大切なことは短期的な売上増を狙うのではなく、長期的な視野で顧客満足度を上げることでリピーターとしてライフタイムバリュー(LTV)、すなわち顧客生涯価値を上げることに注力するべきです。
筆者は数年前からすべての産業は会員化すると述べてきましたが、新型コロナによってこの動きは一気に進むのではないかと思っています。
LTVとは、「ひとりの顧客が生涯にどれくらい購入してくれるか」を算出するマーケティング指標です。正確には、これまでに顧客が購入した総額から、その顧客を維持するために使った費用を差し引いた利益の額を算出します。次の方程式によって計算できます。
「年間取引額×収益率×取引継続年数」
たとえば、年間取引額が100万円で収益率を5%とすると年間5万円 そしてそのお客様が20年間継続してお取引できればLTVは100万円ということで計算できます。
しかし、実際にはこうしたライフタイムバリューの分析はほとんどの企業ではできていないと思います。今後はあらゆる企業がサブスクリプション、すなわち会員化に向かうと考えられるため極めて重要な指標となるでしょう。
ただ、顧客一人ひとりのLTVを計算するのは非常に難しいので、顧客全体のデータで計算したほうが現実的です。得意客を特定するために、購買頻度や1回当たりの購買金額などを考慮に入れることもあります。なお、マイナスの場合にはあえて取引を停止することも必要です。売上だけを目標にすると危険な事例も多いのです。
新規顧客の獲得コストは、既存顧客を維持するコストの5~10倍はかかるといわれています。
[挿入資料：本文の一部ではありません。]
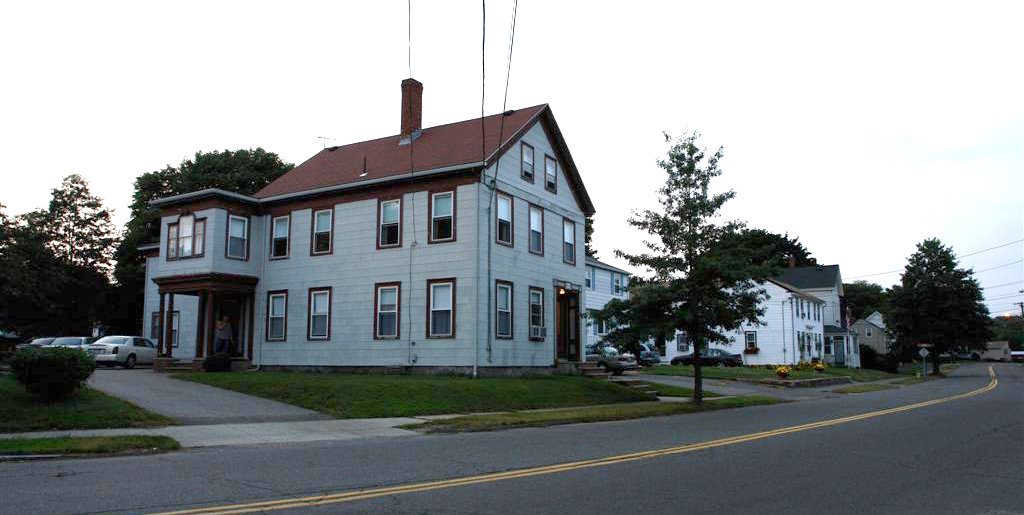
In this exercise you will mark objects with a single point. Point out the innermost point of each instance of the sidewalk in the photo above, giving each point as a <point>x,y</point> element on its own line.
<point>245,434</point>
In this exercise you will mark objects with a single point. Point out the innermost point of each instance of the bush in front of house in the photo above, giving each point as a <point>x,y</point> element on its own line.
<point>219,361</point>
<point>52,374</point>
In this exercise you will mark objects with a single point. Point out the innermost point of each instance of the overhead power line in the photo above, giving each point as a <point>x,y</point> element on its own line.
<point>975,253</point>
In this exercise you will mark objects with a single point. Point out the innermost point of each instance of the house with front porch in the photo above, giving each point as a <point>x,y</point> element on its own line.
<point>450,248</point>
<point>602,283</point>
<point>792,330</point>
<point>825,283</point>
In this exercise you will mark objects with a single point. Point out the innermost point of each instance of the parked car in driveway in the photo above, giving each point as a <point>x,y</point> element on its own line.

どの業界も、競合他社がひしめいているので、他社の顧客を奪うことは簡単ではありません。企業はいかにLTVを高めるかが重要なのです。それは、その製品やサービスの顧客をいかに自社のファンにするかとも言い換えられるでしょう。
ここでファンとは、継続的に購入してくれるお客様のことを意味します。今後あらゆる業種がLTVを経営上の重要指標に置く必要に迫られるでしょう。LTVを高めるためには、顧客単価やリピート率などを上げていくことが必要です。目先の利益を追い求めるのではなく、長期的な信頼関係を築いていくという考え方が大切でしょう。
また、顧客維持に使うコストを抑える視点を持つことも重要です。お得意様に高率の割引券を頻繁に送ったり、ポイントカードシステムを充実させ過ぎたりすると、リピート率は上がっても、収益率は下がってしまいます。バランスを見極めることが肝心です。
新型コロナの影響は企業の存亡にかかわる事態となってきていますが、ピンチをチャンスに変えられるかどうかの瀬戸際ですので、今こそ日本の経営者もスピード感をもって、新しいビジネスモデルへの転換を検討する必要性に迫られているのではないでしょうか。経営者としての力量が問われる時代になってきています。